I confess to not having watched many Bravo Profiles shows, mainly because I don't watch much Bravo anymore. I find their edited movies really annoying to watch, even more annoying on their IFC Fridays, which ought to stick with the spirit of indie films and let 'em swear. The Puritanical subtext that the viewing audience's sensibilities are too delicate to offend with cuss words or sex scenes is insulting at the very least. It is why I prefer films on TCM or AMC -- those networks may run G and PG stuff exclusively, but at least they don't masquerade as art stations playing censor. I do think the quality of music and performance programming on Bravo is as good or better than A&E's, but sometimes that's not saying much. A&E can make me feel like an Anglophile with a taste for highbrow gossip (the Biography series) and lowbrow crime (Investigative Reports, etc.).

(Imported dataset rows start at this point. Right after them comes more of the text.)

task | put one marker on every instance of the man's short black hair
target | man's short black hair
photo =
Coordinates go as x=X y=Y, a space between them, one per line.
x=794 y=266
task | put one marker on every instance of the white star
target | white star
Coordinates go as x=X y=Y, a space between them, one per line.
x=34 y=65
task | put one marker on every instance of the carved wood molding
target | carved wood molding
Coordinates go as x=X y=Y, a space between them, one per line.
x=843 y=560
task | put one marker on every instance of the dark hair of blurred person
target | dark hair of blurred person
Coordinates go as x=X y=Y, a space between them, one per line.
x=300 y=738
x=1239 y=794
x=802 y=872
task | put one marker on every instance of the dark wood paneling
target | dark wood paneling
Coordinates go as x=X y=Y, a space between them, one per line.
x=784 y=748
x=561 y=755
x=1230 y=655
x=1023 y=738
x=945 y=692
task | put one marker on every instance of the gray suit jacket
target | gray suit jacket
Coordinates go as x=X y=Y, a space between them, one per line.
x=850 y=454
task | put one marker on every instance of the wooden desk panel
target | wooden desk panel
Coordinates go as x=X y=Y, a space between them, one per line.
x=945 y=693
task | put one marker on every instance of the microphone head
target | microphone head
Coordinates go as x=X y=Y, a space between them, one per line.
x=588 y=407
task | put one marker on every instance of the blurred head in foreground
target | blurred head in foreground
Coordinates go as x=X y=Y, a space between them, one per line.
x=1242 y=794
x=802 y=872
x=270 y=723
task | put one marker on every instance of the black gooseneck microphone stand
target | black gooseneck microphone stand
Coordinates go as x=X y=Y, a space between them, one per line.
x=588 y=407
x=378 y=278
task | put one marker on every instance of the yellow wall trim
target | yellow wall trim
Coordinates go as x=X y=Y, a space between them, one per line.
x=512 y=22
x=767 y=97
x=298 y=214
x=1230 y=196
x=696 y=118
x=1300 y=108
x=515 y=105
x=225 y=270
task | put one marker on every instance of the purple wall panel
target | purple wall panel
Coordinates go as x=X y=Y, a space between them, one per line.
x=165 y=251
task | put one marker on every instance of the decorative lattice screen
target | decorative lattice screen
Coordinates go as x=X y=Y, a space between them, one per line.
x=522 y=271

Speaking of A&E, while gushing over A&E's "Showbiz Sweethearts" series on Biography in last week's column, I talked a lot about why the women who were profiled deserved more respect and credit than many of them got. What I didn't really say was that my admiration and respect for all those women is relatively recent.

Doris Day, Debbie Reynolds, Mary Tyler Moore, Dinah Shore, Ann-Margret ... for much of my life I considered most of them hopelessly unhip, relics of another generation and time. Even Ann-Margret, who was relatively within my age range, I thought much too straight. In the Sixties, she was an Elvis girl; I was a Rolling Stones girl, and never the twain would meet. Doris Day? She was running around still playing virgins when my friends were getting the Pill. Debbie Reynolds? My mother's generation! Dinah Shore? Some cornpone crooner whose celebrity I could never quite figure out. Only Mary Tyler Moore, in her Seventies TV show where she discreetly spent the night out on occasion, had any relevance to me. The rest? Boring. Was I wrong.

These were all women who were knocked down seven times and got up eight, their pain and iron courage veiled by bright smiles and sweet faces. Why did it take so long for me to see that? Maybe it's just that it takes a while in life for some things to sink in. And maybe it's that you need to be around for a while before things begin to make sense.